Contact details

contact email address politicodaily@aol.co.uk

Monday, 28 April 2014

RAF Typhoons to bolster NATO air policing mission

Four Royal Air Force Typhoon aircraft deployed today to take part in the NATO Baltic Air Policing (BAP) mission over Estonia, Latvia and Lithuania. As announced to the House of Commons by the Defence Secretary in March, the UK fast jets will reinforce the Polish contribution to the BAP - a standing defensive mission undertaken by rotations of aircraft from contributing nations on a four month cycle. The deployment forms part of a series of measures taken by NATO to support and reassure its Eastern member states.

Defence Secretary, Philip Hammond MP, said: "In the wake of recent events in Ukraine, it is right that NATO takes steps to reaffirm very publicly its commitment to the collective security of its members. As a leading member of NATO, the UK is playing a central role, underlined by today's deployment of RAF Typhoon aircraft to Lithuania. This, alongside the other action we are taking, will provide reassurance to our NATO allies in Eastern Europe and the Baltic states."

As part of standing arrangements within NATO, members of the Alliance without their own air policing assets are assisted by others.
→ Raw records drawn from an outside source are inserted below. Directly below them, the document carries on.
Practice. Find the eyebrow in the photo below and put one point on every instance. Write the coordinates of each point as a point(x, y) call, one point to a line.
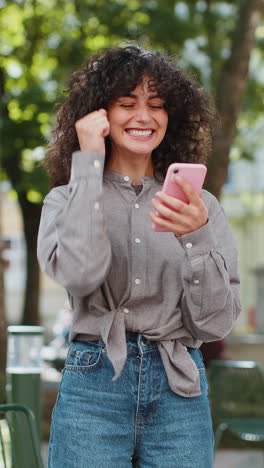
point(156, 96)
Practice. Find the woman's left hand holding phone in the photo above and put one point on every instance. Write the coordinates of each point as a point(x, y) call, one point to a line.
point(92, 130)
point(180, 218)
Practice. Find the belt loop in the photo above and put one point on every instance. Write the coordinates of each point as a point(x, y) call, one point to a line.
point(139, 343)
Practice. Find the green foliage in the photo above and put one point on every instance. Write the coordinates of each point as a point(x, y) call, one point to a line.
point(42, 42)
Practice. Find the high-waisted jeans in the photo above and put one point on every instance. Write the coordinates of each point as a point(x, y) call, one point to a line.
point(135, 421)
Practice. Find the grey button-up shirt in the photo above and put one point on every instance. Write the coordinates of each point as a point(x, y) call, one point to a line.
point(96, 240)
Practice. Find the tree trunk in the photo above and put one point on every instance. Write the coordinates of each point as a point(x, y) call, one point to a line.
point(3, 334)
point(31, 217)
point(229, 94)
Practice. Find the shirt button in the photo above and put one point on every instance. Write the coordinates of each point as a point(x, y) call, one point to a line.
point(97, 163)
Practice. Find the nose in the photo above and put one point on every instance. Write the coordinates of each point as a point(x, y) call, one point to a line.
point(143, 114)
It is on this basis that the BAP mission has existed since 2004. The RAF's Typhoon FGR4, based at RAF Coningsby in Lincolnshire and RAF Leuchars in Fife, is also used to provide air policing within UK airspace as part of the Quick Reaction Alert (QRA) and in the Falkland Islands. A multi-role combat aircraft, it is capable of being deployed in the full spectrum of air operations, from air policing through to high intensity conflict.

This Typhoon deployment comes six weeks after the UK Sentry E-3D AWACS (Airborne Early Warning and Control Aircraft), which is part of the NATO AWACS Force, was deployed to Polish and Romanian airspace to provide additional reassurance to Allies.